A Closer Look: The USC Schwarzenegger Institute

“Never give up anything” – Arnold Schwarzenegger

On April 8th, former Governor of California Arnold Schwarzenegger repeated the same mantra to the students of his environmental policy class, while telling them personal stories of his struggles in politics and environmental law.

Schwarzenegger has followed this mantra, starting as a world-class bodybuilder to Hollywood star, and finally governor of California. At the end of his career, Schwarzenegger has dedicated his time to advancing civic engagement in youth. To do so, he established the USC Schwarzenegger institute, bringing political leaders and students together.

“[USC] is a place like no other,” Schwarzenegger said.

The institute stands in the confines of the USC Price School of Public Policy, a long-term partnership between the governor and the university to tackle political issues, like environmental policy, while advocating for less partisanship in legislative decisions.

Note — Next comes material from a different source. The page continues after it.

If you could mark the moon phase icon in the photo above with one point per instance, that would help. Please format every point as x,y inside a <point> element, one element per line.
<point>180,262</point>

“I wanted to continue on the policy that I felt very passionate about at the time I was governor, so the only way to do did you really can do that well is to be connected to an academic institution,” Schwarzenegger told The Relevant Report in an exclusive interview. “USC by far was the best place for me to be … they [had] out of the box thinking and they liked my ideas of the Schwarzenegger institute as a bipartisan institute.”

One of the ideas Schwarzenegger enacted was a class co-taught by him and former Senator Fran Pavely, titled Environmental Policy from Idea to Passage: AB32, The Global Warming Solutions Act. The course focused on the bill that Schwarzenegger signed into action, which mandated California to develop regulations in reducing greenhouse gas emissions. Students learned about bill writing from senator Pavely, who wrote AB32, and the struggles that Schwarzenegger faced while enacting the law.

During his guest lecture, Schwarzenegger highlighted the importance of looking past the borders of Democrat and Republican, urging students to approach policy from a humanistic standpoint.

“Environmental Policy should not be a party issue, it should be a people’s issue,” Schwarzenegger declared. “It is crazy for anyone to think that Republicans have all the best ideas, or the Democrats have all the best ideas. We need everyone together.”

Schwarzenegger’s said his goal in teaching this class is to encourage students to become activists, taking historical information about environmental policy, specifically AB 32 and applying it to real-world use, whether it be social media campaigning or writing new legislation.

“I want all [the students] to become warriors in the environmental movement,” Schwarzenegger said.

Schwarzenegger has long admonished the federal government’s ability to pass legislation, citing gridlock and partisanship as a major obstacle for change.

“Don’t wait for nations to solve the problem, because you are going to wait for a long time,” Schwarzenegger said. “It has to be a combination of people rising up and protesting, of letting your voice be heard. It is an absolute essential thing because you all have so much power.”

Thus, Schwarzenegger has heavily encouraged students to face politics head-on, no matter the topic.

“Don’t just learn, but do something about it,” Schwarzenegger said. “Change politics the way it is done today.”

Associate professor of political science and public policy Christian Grose, who co-teaches the class with Schwarzenegger and former Senator Pavely, described the unique effect of combining traditional lectures and the stories of former political leaders.

“We basically are trying to combine…academic expertise on environmental policy and some of the politics of the policy-making process with a lot of the practitioners who worked on [AB 32],” Grose said.

According to Grose, the institute has invited many guest speakers to talk with students, including former Secretary Terry Tamminen of the California Environmental Protection Agency, and Mary Nichols, Chairwoman of the California Air Resources Board.

Schwarzenegger has also sought to instill his personal values with students. He emphasized the importance of teamwork, and trusting others, saying that his success arose due to the support of others.

“Think about how many people voted for me for being governor. Millions,” Schwarzenegger said. “I am not a self-made man. We [have] to be inclusive and open up our arms and bring people in.”

Beyond the environmental policy course, the institute has advocated for reforms to the gerrymandering, the political census system that affects how state districts choose their representatives, and also hosted international countries and the European Union in regard to economic investment and trade.

Francisca Martinez, Legislative Outreach Assistant of the USC Schwarzenegger Institute, notes their efforts to expand outwards, partnering with a political podcast climate to discuss bipartisanship on environmental issues.

“The cool thing about this [podcast] is that it really goes in line with our bipartisanship mission here at the institute,” Martinez said. “You have a Republican and a Democrat talking and discussing how to have effective climate action.”

The Schwarzenegger Institute hopes to recognize individual scholarship and has invested time and dollars in school outreach and hosting academic research conferences like the Schwarzenegger Research Symposium. Specifically, the institute points students toward political and social change, and urges them to persevere through obstacles and legislative gridlock. Going back to Schwarzenegger’s opening words, his meaning is clear.

“It’s important for people to know because it’s not just about winning. It is an end is the winning. But along the way you will fail,” Schwarzenegger said. “Never give up and you never listen to the naysayers.”